◎7月の大統領選をめぐる混乱はクリスマスを前倒ししても消えそうにない。
南米ベネズエラに一足早いクリスマスが到来し、「世界一タフな黒ひげのサンタ」こと独裁者のマドゥロ(Nicolas Maduro)大統領がメリークリスマスを宣言した。
マドゥロ氏は先月初め、大統領選の勝利を祝う公共放送生ライブで「10月1日からクリスマスだ」と宣言し、人口の95%を占める貧困層を驚かせた。
首都カラカスの住民は1日、市中心部の広場に設置されたクリスマスツリーを見て、それが現実であることを痛感した。
政府の命を受けた公務員たちは市内の商店街などに飾りを設置。クリスマス気分を盛り上げようとしたが、野党を支持する市民は米国への亡命を真剣に考えているように見えた。
カラカス中心部で商店を営む男性はAP通信の取材に対し、「まだハロウィンも来てないのにクリスマス?」と語った。「この国は一体どうなってるの?」
マドゥロ氏が早めのクリスマスを宣言したのは今回が初めてではない。ただし、2カ月以上も前倒ししたのは初めだ。パンデミック時には「平和、幸福、安全がやってくる!」と主張していた。
7月の大統領選をめぐる混乱はクリスマスを前倒ししても消えそうにない。
マドゥロ氏の支配下に置かれる選挙管理委員会は7月28日に行われた大統領選の集計結果を公表せず、現職のマドゥロ氏が得票率51%で勝利したと発表。
しかし、野党陣営は全国の電子投票機が印刷した集計表の80%以上を確保したと報告。それによると、全野党の統一候補ゴンザレス(Edmundo González)氏の得票数はマドゥロ氏に2倍以上の差をつけていたという。

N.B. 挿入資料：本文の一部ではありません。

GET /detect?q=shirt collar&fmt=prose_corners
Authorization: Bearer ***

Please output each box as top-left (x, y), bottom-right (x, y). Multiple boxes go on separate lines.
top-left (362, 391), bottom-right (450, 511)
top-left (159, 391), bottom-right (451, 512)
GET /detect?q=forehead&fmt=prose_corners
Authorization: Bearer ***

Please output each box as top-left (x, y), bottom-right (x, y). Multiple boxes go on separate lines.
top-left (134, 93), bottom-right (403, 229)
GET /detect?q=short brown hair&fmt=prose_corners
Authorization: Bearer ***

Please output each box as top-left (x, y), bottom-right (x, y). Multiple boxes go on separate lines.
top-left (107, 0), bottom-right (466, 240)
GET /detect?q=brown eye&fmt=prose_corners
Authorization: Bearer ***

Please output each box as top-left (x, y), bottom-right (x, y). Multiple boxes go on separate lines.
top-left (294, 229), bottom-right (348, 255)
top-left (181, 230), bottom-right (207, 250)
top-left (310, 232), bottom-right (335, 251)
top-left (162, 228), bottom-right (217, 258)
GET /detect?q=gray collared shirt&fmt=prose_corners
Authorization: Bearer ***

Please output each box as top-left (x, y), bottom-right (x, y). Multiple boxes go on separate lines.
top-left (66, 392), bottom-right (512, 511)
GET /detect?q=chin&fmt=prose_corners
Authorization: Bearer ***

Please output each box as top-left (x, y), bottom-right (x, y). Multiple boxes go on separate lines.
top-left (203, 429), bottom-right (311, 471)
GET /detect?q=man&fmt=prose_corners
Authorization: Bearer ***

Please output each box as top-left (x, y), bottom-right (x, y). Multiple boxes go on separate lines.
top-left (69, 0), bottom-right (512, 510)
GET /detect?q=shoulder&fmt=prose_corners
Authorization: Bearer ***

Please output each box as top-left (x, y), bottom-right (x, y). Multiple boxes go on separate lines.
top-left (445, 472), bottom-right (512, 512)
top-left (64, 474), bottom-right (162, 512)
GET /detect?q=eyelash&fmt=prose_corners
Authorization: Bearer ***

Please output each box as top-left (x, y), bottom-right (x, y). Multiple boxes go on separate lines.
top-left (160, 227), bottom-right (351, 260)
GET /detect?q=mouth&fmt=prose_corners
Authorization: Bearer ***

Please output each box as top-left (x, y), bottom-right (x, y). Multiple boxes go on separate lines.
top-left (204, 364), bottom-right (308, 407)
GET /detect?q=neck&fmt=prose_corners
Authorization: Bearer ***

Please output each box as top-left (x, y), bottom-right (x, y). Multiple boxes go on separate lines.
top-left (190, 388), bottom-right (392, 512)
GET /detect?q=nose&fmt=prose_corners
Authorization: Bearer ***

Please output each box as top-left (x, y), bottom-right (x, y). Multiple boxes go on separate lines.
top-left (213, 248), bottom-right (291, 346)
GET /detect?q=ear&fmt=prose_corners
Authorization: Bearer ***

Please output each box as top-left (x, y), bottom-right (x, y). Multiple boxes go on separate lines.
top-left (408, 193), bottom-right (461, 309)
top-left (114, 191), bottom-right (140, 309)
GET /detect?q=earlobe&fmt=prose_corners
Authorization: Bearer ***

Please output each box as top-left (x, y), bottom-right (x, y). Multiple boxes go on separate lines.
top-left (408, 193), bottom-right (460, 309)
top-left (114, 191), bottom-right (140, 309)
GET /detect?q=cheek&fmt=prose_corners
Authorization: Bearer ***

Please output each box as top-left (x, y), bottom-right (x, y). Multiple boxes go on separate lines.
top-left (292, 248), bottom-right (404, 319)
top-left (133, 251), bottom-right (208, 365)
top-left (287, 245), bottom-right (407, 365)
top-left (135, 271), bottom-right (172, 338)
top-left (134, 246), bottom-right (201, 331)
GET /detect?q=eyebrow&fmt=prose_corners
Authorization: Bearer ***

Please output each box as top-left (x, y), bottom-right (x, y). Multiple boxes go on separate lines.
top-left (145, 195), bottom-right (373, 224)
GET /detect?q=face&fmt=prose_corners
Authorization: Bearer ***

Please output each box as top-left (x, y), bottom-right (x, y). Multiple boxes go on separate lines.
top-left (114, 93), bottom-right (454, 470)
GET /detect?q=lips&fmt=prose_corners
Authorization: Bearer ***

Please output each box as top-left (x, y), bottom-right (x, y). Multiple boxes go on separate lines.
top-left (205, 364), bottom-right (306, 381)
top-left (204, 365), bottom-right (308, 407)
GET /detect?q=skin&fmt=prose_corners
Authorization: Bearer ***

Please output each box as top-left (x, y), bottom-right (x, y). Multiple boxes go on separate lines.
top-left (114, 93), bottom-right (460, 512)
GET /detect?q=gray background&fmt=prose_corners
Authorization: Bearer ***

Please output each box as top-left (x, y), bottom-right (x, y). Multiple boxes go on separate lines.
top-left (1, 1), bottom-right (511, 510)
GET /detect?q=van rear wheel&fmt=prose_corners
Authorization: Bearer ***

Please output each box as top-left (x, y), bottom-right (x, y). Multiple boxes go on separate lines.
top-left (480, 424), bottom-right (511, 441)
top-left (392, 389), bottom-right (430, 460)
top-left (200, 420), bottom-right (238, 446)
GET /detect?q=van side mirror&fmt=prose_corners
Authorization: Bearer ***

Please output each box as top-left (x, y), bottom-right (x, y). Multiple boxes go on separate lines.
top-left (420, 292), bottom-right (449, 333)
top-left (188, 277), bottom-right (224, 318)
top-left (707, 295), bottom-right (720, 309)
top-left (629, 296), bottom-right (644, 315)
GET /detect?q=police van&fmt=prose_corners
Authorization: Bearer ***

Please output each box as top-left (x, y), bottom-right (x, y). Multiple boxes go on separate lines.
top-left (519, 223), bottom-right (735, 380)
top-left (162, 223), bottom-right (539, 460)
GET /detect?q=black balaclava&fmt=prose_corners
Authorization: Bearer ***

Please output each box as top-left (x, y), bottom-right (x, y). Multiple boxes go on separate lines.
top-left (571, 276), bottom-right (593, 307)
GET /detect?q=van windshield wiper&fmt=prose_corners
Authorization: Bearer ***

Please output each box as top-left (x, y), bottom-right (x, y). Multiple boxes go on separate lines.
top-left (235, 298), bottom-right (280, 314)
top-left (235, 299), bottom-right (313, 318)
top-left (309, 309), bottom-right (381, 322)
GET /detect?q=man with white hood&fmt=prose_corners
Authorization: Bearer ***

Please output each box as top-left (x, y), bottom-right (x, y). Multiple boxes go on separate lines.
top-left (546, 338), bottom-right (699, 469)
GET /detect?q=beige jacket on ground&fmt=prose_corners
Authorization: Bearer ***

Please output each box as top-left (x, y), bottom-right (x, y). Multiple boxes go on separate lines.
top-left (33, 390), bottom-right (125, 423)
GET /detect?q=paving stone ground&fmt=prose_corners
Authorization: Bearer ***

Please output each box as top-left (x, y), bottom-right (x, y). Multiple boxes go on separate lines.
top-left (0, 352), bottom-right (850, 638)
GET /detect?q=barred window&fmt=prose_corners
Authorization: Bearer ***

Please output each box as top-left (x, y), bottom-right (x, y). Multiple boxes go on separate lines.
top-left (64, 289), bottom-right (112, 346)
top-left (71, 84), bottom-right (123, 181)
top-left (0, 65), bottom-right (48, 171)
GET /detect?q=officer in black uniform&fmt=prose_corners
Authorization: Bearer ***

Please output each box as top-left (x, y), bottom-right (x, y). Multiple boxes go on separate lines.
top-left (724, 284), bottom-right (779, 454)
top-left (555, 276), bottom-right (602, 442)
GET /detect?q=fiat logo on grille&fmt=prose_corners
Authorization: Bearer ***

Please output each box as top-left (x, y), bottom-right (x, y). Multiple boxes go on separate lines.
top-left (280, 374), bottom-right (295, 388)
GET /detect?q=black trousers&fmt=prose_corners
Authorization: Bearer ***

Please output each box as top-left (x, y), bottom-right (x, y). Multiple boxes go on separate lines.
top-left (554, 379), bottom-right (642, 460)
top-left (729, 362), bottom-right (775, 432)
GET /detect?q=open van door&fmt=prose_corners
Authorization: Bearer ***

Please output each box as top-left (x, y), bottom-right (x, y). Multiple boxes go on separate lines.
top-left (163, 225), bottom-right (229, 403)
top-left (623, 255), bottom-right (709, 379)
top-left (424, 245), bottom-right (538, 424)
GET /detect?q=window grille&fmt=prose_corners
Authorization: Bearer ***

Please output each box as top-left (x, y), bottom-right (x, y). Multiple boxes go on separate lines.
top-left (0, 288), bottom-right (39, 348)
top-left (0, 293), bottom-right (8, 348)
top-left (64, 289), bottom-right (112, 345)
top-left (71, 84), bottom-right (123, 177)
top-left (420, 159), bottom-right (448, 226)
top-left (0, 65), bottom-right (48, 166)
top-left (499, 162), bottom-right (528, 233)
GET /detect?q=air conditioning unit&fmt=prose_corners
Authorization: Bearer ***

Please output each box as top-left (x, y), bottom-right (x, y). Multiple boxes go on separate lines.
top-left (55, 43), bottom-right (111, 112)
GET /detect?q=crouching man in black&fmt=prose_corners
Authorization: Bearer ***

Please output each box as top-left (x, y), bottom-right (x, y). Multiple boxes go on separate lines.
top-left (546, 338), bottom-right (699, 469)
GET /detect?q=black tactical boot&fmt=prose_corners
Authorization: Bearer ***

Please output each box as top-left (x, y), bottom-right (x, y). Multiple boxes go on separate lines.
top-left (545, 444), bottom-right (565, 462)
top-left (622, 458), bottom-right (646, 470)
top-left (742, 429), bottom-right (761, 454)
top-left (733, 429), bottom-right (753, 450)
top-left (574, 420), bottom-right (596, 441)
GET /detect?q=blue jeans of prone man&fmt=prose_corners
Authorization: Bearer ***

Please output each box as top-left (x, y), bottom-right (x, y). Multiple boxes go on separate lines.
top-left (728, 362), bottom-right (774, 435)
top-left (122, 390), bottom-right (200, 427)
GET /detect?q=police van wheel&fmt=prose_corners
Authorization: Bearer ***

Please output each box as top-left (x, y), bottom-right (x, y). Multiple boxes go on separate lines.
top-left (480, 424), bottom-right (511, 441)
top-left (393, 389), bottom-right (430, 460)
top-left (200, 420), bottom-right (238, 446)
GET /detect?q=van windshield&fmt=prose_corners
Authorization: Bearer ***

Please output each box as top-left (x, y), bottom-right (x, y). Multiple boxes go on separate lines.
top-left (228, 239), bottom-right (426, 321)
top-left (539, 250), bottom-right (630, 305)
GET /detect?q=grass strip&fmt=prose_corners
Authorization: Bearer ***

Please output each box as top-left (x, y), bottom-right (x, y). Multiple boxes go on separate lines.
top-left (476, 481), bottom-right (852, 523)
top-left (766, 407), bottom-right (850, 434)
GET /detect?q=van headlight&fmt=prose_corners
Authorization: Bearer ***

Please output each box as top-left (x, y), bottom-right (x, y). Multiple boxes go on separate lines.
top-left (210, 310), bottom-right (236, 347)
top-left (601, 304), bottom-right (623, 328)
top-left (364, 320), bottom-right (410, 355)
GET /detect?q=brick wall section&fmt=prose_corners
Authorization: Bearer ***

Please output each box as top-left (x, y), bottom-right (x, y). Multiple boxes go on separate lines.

米国を含む数カ国が選挙の勝者をゴンザレス氏と認定。選管に透明性のある集計結果を公表するよう呼びかけてきた。
しかし、最高裁判所は8月末、マドゥロ氏の勝利を認定。さらに首都カラカスの地方裁判所は先月、ゴンザレス氏が選挙結果を捏造し、暴動を煽ったなどとして逮捕状を発行した。
この結果、ゴンザレス氏はスペインへの亡命を余儀なくされた。
ベネズエラの経済は米政府によるマドゥロ政権への厳しい経済制裁とマドゥロ氏の後先考えないバラマキ政策で急速に悪化。GDPはマドゥロ氏が就任した2013年以降、右肩下がりとなり、2021年には10年前の2割以下に落ち込んだ。
現在のGDPはピーク時の4分の1となり、その結果、800万人近くが国外に流出。その多くが他の中南米諸国を経由して米国への移住を目指している。
政府のわずかな補助金に頼って生活する多くの市民がクリスマス気分を満喫できず、頭を抱えているように見えた。
マドゥロ氏はベネズエラを「持つ者と持たざる者の国」に変えてしまった。国連は人口の90~95%が貧困線以下での生活を余儀なくされていると推定している。
カラカスの店主はAPに「クリスマス・ボーナス(補助金)を前倒しで支給し始めたら、12月には何も残らないだろう」と嘆いた。